Хотя каждое из этих сопоставлений имеет свои основания, тем не менее ни одно из них не вписывается в рамки той или иной концепции. По многообразию этих аналогий оно может соперничать только с обилием «улик» и следов, оставленных человеком на месте преступления, которое он не совершал и о котором до своего ареста ничего не знал.
В тот злополучный день ровно в семь часов мисс Марион Гилкрист отправила свою служанку, двадцатилетнюю Хелен Лэмби, за вечерней газетой. Когда та минут через десять вернулась, она встретила в дверях мужчину, который вихрем промчался мимо неё. Войдя в гостиную, она увидела свою хозяйку, лежавшую на полу с разбитой головой, из которой ещё струилась кровь. Её тело частично было прикрыто ковром.
Инспектор полиции Джон Пайпер и старший следователь отдела криминальных расследований Джон Орд прибыли на место преступления в течение получаса. Кто-то совсем недавно, незадолго до их прихода, с силой распахнул дверцы изящного секретера, которые болтались на сорванных петлях. Личные бумаги убитой и открытые шкатулки с ювелирными украшениями в беспорядке были разбросаны по полу. Из ценных предметов, по словам служанки, пропала только одна вещь — бриллиантовая брошь. Когда сыщики спросили, как выглядел убегавший, Хелен Лэмби ответила, что не разглядела его лица, но имеет представление о внешнем облике злоумышленника. В тот же вечер Департамент полиции Глазго распространил бюллетень, в котором сообщалось об убийстве Марион Гилкрист, его месте и времени. Говорилось в нём, что по подозрению в совершении преступления разыскивается темноволосый мужчина 25 — 30 лет, который в тот вечер был одет в серое пальто и тёмную шляпу. Сообщалось и о пропаже обрамлённой серебром золотой броши с большим бриллиантом в её центре. 23 декабря некая Барбара Бэрроумен сообщила полиции, что её
14-летняя дочь видела мужчину, выбегавшего из дома мисс Гилкрист в день убийства вскоре после 7 часов вечера. По её описанию это был высокий человек лет 28, одетый в желтовато-коричневый дождевик. Причём нос его был слегка повёрнут вправо. Эти свидетельства расходились с показаниями мисс Лэмби, что дало основание полиции предположить, что в убийстве был замешан ещё один участник. Поэтому в следующем бюллетене, предназначенном для печати, полиция дала описание двух подозреваемых.

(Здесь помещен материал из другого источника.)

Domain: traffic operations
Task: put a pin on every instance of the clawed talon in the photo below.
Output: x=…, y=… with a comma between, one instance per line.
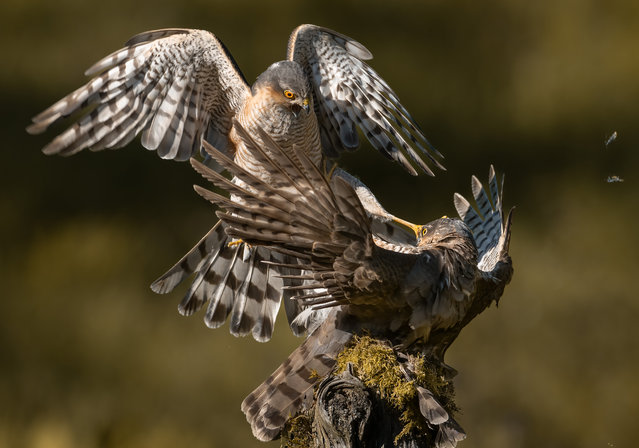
x=328, y=172
x=235, y=243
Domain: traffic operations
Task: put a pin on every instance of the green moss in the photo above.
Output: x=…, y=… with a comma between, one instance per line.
x=298, y=432
x=376, y=365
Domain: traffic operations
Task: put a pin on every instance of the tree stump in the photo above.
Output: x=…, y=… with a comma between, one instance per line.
x=377, y=397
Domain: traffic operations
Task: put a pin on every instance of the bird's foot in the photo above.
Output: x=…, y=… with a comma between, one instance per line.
x=329, y=167
x=234, y=243
x=418, y=229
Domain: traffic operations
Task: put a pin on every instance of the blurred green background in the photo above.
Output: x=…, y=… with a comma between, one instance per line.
x=90, y=357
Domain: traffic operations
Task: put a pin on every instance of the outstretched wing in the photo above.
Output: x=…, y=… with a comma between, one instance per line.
x=175, y=86
x=322, y=224
x=349, y=94
x=491, y=232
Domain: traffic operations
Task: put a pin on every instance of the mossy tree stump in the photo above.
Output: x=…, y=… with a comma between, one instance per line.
x=378, y=397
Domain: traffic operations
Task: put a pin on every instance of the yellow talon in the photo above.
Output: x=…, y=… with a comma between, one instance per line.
x=419, y=230
x=235, y=243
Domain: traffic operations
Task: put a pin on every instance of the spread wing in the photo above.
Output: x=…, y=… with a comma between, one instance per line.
x=175, y=86
x=321, y=224
x=349, y=94
x=490, y=230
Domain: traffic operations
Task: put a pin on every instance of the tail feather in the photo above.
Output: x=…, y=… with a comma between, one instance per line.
x=290, y=387
x=233, y=280
x=192, y=261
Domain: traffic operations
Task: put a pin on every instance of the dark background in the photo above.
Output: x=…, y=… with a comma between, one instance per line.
x=90, y=357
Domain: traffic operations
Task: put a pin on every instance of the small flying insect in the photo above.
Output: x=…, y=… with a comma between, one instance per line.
x=611, y=139
x=614, y=179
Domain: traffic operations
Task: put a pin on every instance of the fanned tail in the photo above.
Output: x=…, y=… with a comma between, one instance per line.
x=290, y=387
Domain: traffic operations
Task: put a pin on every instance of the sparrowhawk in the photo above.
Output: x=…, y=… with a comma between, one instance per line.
x=417, y=296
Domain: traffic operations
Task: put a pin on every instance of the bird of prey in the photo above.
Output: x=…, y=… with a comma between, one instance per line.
x=419, y=297
x=181, y=87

Жестокое убийство беззащитной пожилой женщины вытеснило тогда все остальные городские новости. Взволнованные жители всё больше и больше сходились во мнении, что на такое чудовищное преступление, совершённое, к тому же, накануне Рождества, мог пойти только иностранец, которому чужды их традиции и их ценности. Нечто подобное происходило в конце 80-х годов в Лондоне. Тогда в районе Ист-Энда, где селились еврейские иммигранты из Восточной Европы, орудовал печально известный маньяк Джек Потрошитель. Первыми подозреваемыми в жесточайших убийствах стали Аарон Косминский из Польши и Михаил Острог из России, обвинения против которых, несмотря на предъявленные «доказательства», так и не подтвердились. Теперь те же настроения бушевали уже среди жителей Глазго. Респектабельная шотландская газета «Glasgow Magazine», подробно освещавшая шокирующее убийство, писала, что «Великобритания с распростёртыми объятиями принимает всякую нечисть, которая в поисках добычи пробирается в наше общество». Эти строки, характерные даже для солидной английской прессы, отражали растущую враждебность британцев к прибывающим к ним эмигрантам.
Спустя ещё два дня, 25 декабря, в полицейское управление Глазго позвонил торговец велосипедами Эллан МакЛин. Он сообщил, что его знакомый по карточной игре в разговоре с ним упоминал бриллиантовую брошь, которую намеревался сдавать в ломбард. Ему было известно его имя — Оскар и даже дом, где тот живёт. Помимо этого, торговец велосипедами также сообщил, что этот не слишком известный ему господин — иностранец и к тому же, еврей. Звонивший, не стесняясь, говорил с полицейским чином на одном с ним языке, и они хорошо понимали друг друга. Этот налёт антисемитизма, царивший тогда на берегах туманного Альбиона, наложил заметный отпечаток и на эту криминальную историю…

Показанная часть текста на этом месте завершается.